Wherein psi_LOSIs the line of sight angle of the aircraft to the target point.

4. The fuzzy-controller-based lift-type reentry prediction-correction guidance method according to claim 1, wherein the control quantity model used in the trajectory prediction is

1) The angle of attack alpha model is

$\mathrm{\&alpha;}=\left\{\begin{array}{cc}{\mathrm{\&alpha;}}_0& ifMa\&GreaterEqual;10\\ {\mathrm{\&alpha;}}_0-\frac{({\mathrm{\&alpha;}}_0-{\mathrm{\&alpha;}}_f)}{{({\mathrm{Ma}}_f-10)}^2}{(Ma-10)}^2& if3\&le;Ma\&le;10\end{array}\right.$

Wherein Ma is the flight Mach number, Ma_fMach number for reentry terminal α_fTo approach the maximum lift-to-drag ratio angle of attack, α₀Is an adjustable variable, in order to reduce the heat flow, the aircraft enters the atmosphere again at a large angle of attack;

2) the model of the roll angle is

$\left|\mathrm{\&sigma;}\right|=\left\{\begin{array}{cc}\frac{\left|{\mathrm{\&sigma;}}_m\right|-\left|{\mathrm{\&sigma;}}_c\right|}{E_m-E_c}(E-E_c)+\left|{\mathrm{\&sigma;}}_c\right|& E_c\&le;E\&le;E_m\\ \frac{\left|{\mathrm{\&sigma;}}_m\right|-\left|{\mathrm{\&sigma;}}_f\right|}{E_m-E_f}(E-E_m)+\left|{\mathrm{\&sigma;}}_m\right|& E_m<E\&le;E_f\end{array}\right.$

Wherein, | σ_cI is the magnitude of the roll angle at the current time, | σ_fI is the roll angle amplitude of the terminal, determined preliminarily according to the state of the end point, E_m、|σ_mI is respectively an abscissa and an ordinate of a node of the roll angle model;

3) in the process of the aircraft, the roll angle is turned twice, the second turning is close enough to the reentry terminal, the turning time is adjusted in real time through a correction algorithm, the first turning time is corrected only before the first turning, the second turning time is kept unchanged, and the second turning time is corrected after the first turning.

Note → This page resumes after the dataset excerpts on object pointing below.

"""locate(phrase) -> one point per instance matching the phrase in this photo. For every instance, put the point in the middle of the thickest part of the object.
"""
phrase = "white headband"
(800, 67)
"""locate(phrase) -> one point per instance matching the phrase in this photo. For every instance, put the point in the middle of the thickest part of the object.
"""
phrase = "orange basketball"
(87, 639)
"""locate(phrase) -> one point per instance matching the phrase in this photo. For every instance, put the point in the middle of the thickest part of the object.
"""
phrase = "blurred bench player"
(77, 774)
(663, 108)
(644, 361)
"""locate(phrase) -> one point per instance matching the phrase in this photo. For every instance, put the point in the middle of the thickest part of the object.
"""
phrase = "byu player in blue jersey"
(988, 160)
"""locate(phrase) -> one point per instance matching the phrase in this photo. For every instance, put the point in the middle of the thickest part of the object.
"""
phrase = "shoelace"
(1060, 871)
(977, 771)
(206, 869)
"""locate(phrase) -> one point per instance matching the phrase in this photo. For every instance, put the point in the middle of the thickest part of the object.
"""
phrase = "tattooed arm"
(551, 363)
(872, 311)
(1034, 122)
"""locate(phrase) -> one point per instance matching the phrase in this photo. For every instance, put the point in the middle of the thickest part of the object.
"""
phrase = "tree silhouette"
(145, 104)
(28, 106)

5. The fuzzy controller based lift reentry prediction-correction guidance method of claim 1, wherein the constraint boundary of the roll angle is

$\left\{\begin{array}{c}{\mathrm{\&sigma;}}_{\stackrel{\&CenterDot;}{Q},max}=\frac{2\&lsqb;(g-V^2/r)+K\&rsqb;{\mathrm{Mk}}_Q^2{V}^{2m-2}}{C_L{S}_r{\stackrel{\&CenterDot;}{Q}}_{\max }^2}\\ {\mathrm{\&sigma;}}_{q,max}=\frac{\&lsqb;(g-V^2/r)+K\&rsqb;M}{C_L{q}_{\max }{S}_r}\\ {\mathrm{\&sigma;}}_{q,max}=\frac{\&lsqb;(g-V^2/r)+K\&rsqb;\sqrt{1+{(C_D/C_L)}^2}}{n_{\max }{g}_0}\end{array}\right.$

Wherein, C_LAnd C_DRespectively lift coefficient and drag coefficient, g₀Is the gravitational constant of the earth, K is the influence term of the earth' S rotation, M is the mass of the aircraft, S_rIs the reference area, k, of the aircraft_QAs the parameters of the heat flow model,q_max、n_maxmaximum heat flow, dynamic pressure, overload constraints, respectively.

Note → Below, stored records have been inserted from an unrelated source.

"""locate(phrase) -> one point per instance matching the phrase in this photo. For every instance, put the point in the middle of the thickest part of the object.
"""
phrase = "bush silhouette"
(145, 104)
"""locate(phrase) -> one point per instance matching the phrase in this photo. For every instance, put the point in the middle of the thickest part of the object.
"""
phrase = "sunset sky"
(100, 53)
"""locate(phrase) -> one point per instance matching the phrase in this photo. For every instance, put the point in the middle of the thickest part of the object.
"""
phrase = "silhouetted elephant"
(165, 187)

6. The fuzzy controller based lift reentry prediction-correction guidance method of claim 1, wherein the range deviation Δ R and the lateral position deviation CR are calculated by the formula

$\left\{\begin{array}{c}\mathrm{\&Delta;}R=R-\stackrel{\&OverBar;}{R}\\ \stackrel{\&OverBar;}{R}=\arccos \&lsqb;{\mathrm{sin\&phi;}}_0{\mathrm{sin\&phi;}}_F+{\mathrm{cos\&phi;}}_0{\mathrm{cos\&phi;}}_{F}cos({\mathrm{\&lambda;}}_F-{\mathrm{\&lambda;}}_0)\&rsqb;\&CenterDot;R_E\\ R=\arccos \&lsqb;{\mathrm{sin\&phi;}}_0{\mathrm{sin\&phi;}}_f+{\mathrm{cos\&phi;}}_0{\mathrm{cos\&phi;}}_{f}cos({\mathrm{\&lambda;}}_f-{\mathrm{\&lambda;}}_0)\&rsqb;\&CenterDot;R_E\\ CR=({\mathrm{\&phi;}}_f^P-{\mathrm{\&phi;}}_F^P)\&CenterDot;R_E\end{array}\right.$

Wherein λ is₀、φ₀To re-enter the longitude, latitude, lambda of the initial point_f、φ_fLongitude and latitude of the predicted reentry end point;is phi_FThe representation in the P-coordinate system is,is phi_fIn the P coordinate system, R_EThe radius of the earth.